As investors in Asia, we have devoted considerable time to pondering the best method for profiting from the changes envisaged above. Equinox has long trumpeted our significantly net-long exposure to assets that should appreciate in US dollar terms. We have also largely avoided owning Asian export businesses, recognizing the difficulties they would face should the US dollar decline substantially. Instead, our portfolio is concentrated in local businesses with local brands and franchises that are selling their products and services to locals in local currency terms. Lastly, we’ve considered our fund’s vulnerability to a possible disorderly adjustment in China’s economic and financial structure that may ensue from the eventual change in that country’s foreign exchange rate policy.
China, with its pegged currency and large current account surplus with the US, is very much at the center of Asia’s dysfunctional currency markets. In his book, The Dollar Crisis, Richard Duncan makes a compelling case for the long-term connection between a country’s capital inflows via large current account surpluses (with their attendant rapid growth in credit) and the investment bubble that they ultimately create. As his book makes clear, “…the [Asian] countries that built up large stockpiles of international reserves ($) through current account or financial account surpluses experienced severe economic overheating and hyperinflation in asset prices that ultimately resulted in economic collapse.”
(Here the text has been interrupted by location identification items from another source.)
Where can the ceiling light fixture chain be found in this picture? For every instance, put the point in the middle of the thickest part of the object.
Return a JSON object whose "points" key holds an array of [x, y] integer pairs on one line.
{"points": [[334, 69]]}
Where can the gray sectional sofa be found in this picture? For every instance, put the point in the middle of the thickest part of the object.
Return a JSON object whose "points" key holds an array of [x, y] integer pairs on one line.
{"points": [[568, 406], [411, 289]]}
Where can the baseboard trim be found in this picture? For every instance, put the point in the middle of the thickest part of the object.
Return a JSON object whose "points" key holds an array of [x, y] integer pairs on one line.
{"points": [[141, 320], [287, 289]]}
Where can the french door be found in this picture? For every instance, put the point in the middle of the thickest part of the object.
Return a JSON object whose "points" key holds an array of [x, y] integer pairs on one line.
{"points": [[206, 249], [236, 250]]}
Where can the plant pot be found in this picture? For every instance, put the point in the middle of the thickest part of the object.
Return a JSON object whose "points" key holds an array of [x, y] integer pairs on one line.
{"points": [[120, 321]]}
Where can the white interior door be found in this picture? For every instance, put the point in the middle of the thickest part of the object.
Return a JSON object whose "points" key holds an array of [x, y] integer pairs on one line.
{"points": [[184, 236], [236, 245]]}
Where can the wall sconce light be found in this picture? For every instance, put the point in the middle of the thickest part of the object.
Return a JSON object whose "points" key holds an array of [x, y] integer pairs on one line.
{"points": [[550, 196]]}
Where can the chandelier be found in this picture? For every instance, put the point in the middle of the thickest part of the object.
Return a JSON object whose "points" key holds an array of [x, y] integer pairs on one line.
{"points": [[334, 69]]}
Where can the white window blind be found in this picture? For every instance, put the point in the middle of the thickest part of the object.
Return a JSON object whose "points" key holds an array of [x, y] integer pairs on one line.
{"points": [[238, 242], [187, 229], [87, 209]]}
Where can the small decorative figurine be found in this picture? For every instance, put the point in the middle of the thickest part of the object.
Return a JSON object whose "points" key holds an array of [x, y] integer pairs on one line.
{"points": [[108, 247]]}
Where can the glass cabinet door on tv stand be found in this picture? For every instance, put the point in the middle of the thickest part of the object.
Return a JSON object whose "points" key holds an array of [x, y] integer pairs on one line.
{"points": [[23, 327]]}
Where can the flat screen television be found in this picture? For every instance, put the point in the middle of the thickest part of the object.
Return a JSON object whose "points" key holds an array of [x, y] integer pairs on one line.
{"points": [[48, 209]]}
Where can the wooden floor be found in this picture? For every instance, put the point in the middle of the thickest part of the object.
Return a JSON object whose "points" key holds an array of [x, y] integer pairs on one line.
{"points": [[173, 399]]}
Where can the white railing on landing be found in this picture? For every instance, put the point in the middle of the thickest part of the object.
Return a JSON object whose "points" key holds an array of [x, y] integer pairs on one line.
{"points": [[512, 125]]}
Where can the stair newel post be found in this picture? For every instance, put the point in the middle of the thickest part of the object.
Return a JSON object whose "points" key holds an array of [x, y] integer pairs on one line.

China enjoyed extraordinary economic performance during the last decade, and much of this growth was dependent upon China’s large and growing trade imbalance with the world’s leading manufacturer of US dollar liabilities, America. As Duncan predicts, China’s growing external imbalances coincided with an extraordinary Chinese capital investment boom. This connection between China’s external imbalances and domestic capital investment begs several questions: What would happen to China’s economy were the renminbi to appreciate enough to correct these external imbalances? Would, as a result, China’s monetary policy necessarily turn contractionary? Would the Chinese capital investment cycle be likely to turndown? How severe might China’s post boom hangover be? Would China’s rickety banking system be able to cope with the resulting deterioration in the credit quality of its borrowers? We do not know the answers to these questions, but clearly the degree to which China successfully navigates a currency rebalancing could have a meaningful impact on the extent to which Equinox benefits from the appreciation of Asia’s other currencies.
For a multitude of reasons, most of them company specific, Equinox has no long positions in the People’s Republic of China. We are, however, looking for compelling short investments ideas that would have the effect of hedging Equinox’s portfolio against a large decline in Chinese economic activity.
In conclusion, Equinox continues to look forward to the eventual adjustment of our currency versus those of our Asian trading partners. In the next few years, we expect currency appreciation to significantly compound the gains we anticipate generating from our ownership of outstanding Asian businesses trading at discount valuations.